Only one male newborn, out of the total 7,312 males screened, was found to have a full mutation at the UCDMC site. A large screening of newborns (n = 36,154) reported a prevalence of 1:5,161 in males ; however, our sample size is too small to be confident of a prevalence estimate for the full mutation. Indeed, one would need in excess of 70,000 samples to estimate a prevalence of 1:5,000 and 95% CI within a 50% margin of error.
Although the CGG size distribution did not show a difference between the two genders and among different ethnic groups, differences were detected in the prevalence of expanded alleles. Specifically, the prevalence of gray zone alleles was higher in White males compared to Black and Hispanic males. Differences in the prevalence between the different ethnic groups were also observed for the premutation alleles; however, they did not reach statistical significance likely due to the small number. It is important to consider the potential difference in prevalence of premutation alleles in different populations as this could explain both the differences in premutation prevalence and the incidence of FXS among different studies.
Identifying and reporting babies with a premutation is somewhat controversial, with important arguments on both sides of the equation. One argument in favor of disclosure is the potential benefit for extended family members, in terms of genetic and reproductive counseling. Some of these family members may be suffering from clinical problems related to the premutation or full mutation segregating in the family, and can benefit from knowledge of their condition to help direct treatment . Identification of babies with the premutation can also lead to early intervention or treatment when needed with appropriate follow-up . Although premutation babies are far less likely to show developmental problems than full mutation babies, some are at risk for learning problems, ASD, or seizures, and early intervention will be important to implement if developmental problems emerge in follow-up [5, 9, 70, 71].
On the negative side of identifying FMR1 premutation carriers at the time of birth is that the family is told of possible future problems related to the premutation that may or may not develop, including FXTAS, and this may cause excessive worries for the family, especially since the certainty of problems will be unknown.

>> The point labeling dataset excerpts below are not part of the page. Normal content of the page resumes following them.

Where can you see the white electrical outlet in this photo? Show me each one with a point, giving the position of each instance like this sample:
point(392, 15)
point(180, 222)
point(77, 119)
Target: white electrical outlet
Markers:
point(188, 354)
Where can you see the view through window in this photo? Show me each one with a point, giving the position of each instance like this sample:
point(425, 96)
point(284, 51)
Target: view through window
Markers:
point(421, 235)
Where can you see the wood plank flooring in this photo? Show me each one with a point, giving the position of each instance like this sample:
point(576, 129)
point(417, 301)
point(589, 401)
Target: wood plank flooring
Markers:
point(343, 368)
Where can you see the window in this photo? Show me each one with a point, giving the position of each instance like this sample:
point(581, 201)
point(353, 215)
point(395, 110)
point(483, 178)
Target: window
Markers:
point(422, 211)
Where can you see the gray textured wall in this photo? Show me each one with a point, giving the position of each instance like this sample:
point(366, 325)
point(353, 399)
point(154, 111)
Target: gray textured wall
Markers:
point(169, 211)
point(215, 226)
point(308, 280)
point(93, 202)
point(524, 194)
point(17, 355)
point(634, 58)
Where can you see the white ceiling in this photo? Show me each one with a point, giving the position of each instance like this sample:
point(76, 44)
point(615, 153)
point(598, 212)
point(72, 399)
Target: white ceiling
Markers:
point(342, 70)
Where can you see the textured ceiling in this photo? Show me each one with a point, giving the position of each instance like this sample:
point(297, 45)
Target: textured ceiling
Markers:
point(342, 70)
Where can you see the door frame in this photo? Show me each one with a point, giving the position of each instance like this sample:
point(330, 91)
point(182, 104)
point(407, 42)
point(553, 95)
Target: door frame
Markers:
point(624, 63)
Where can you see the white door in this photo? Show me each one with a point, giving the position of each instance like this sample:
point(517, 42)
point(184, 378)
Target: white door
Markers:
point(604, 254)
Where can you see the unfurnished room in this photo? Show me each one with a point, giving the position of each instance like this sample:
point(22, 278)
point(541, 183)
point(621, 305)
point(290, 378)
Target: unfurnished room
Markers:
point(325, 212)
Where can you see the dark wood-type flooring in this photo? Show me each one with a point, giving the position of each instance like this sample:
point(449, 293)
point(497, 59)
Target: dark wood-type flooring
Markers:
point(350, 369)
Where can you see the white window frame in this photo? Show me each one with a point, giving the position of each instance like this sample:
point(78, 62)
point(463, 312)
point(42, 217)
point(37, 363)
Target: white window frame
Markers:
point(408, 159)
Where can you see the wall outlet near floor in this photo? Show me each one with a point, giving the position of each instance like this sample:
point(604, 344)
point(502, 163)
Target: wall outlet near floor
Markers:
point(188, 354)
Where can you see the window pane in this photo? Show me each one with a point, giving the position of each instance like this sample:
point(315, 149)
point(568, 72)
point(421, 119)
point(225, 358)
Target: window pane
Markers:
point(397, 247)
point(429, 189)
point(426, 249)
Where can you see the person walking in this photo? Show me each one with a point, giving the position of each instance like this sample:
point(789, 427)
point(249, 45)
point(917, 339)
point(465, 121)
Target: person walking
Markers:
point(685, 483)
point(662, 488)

Many families may not want to know about carrier status, and a robust consent process is needed to assure that families understand the kind of information that could be learned from FX screening. The high rate of carrier detection makes clear the burden that screening would place on genetic counseling.

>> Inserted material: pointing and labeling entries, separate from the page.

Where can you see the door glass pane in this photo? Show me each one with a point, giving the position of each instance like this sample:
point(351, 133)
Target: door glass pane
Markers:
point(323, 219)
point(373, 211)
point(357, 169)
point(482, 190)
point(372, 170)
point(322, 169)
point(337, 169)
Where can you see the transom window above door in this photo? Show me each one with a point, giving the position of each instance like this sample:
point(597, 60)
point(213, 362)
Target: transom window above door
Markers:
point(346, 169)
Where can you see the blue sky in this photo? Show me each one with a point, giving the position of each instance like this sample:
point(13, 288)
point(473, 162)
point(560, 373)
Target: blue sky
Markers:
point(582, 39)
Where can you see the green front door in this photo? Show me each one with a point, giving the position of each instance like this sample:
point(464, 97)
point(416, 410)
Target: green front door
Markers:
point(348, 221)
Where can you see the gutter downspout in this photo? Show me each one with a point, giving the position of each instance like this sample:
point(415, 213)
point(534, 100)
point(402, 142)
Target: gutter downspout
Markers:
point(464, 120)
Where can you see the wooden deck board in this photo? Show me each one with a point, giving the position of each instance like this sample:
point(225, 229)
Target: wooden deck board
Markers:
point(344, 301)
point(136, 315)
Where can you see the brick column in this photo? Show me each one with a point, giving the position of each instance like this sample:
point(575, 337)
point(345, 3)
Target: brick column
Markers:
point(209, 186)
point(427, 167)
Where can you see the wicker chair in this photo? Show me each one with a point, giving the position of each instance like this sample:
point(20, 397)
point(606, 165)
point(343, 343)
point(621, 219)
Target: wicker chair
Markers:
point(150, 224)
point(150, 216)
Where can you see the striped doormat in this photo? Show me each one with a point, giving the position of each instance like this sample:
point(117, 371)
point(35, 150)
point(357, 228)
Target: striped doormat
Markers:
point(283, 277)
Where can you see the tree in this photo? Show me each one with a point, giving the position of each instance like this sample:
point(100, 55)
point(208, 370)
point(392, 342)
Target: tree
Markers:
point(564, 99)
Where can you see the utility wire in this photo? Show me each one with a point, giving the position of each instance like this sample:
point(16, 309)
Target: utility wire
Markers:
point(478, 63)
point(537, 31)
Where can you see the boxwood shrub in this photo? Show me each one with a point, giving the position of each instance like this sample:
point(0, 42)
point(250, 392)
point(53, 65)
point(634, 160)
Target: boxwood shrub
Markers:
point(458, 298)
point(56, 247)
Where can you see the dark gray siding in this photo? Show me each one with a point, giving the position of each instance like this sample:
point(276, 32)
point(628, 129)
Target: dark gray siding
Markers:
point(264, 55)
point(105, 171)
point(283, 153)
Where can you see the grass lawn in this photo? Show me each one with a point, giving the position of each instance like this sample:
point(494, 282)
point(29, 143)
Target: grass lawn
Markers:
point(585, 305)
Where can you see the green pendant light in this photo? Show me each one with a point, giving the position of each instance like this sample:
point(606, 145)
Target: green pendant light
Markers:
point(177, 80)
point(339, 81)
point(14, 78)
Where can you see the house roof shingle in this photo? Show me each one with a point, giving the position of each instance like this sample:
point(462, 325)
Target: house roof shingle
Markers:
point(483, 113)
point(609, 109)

The identification of a newborn with the premutation or the full mutation can create the need for cascade testing throughout the family. Some family members will be interested in knowing if they are carriers, especially if they have medical problems that may relate to premutation involvement. These types of problems include depression, anxiety [12, 78, 79], autoimmune problems, such as fibromyalgia or hypothyroidism [8, 11], hypertension , sleep apnea , neuropathy, FXPOI and FXTAS. In our study, the largest family so far identified through cascade testing after the newborn was identified as a carrier had 16 additional carriers identified, including a great grandmother with probable FXTAS , several great aunts with neurological problems, others with emotional difficulties and female carriers with significant needs for reproductive counseling. Although it is unclear whether all of these problems are a direct result of the premutation alone, it is clear that there is a need to test extended family members in relation to premutation and full mutation disorders. However, the time and energy of the counseling and health care professionals for cascade testing of identified families may be a limiting factor on how many individuals in one family tree can be identified.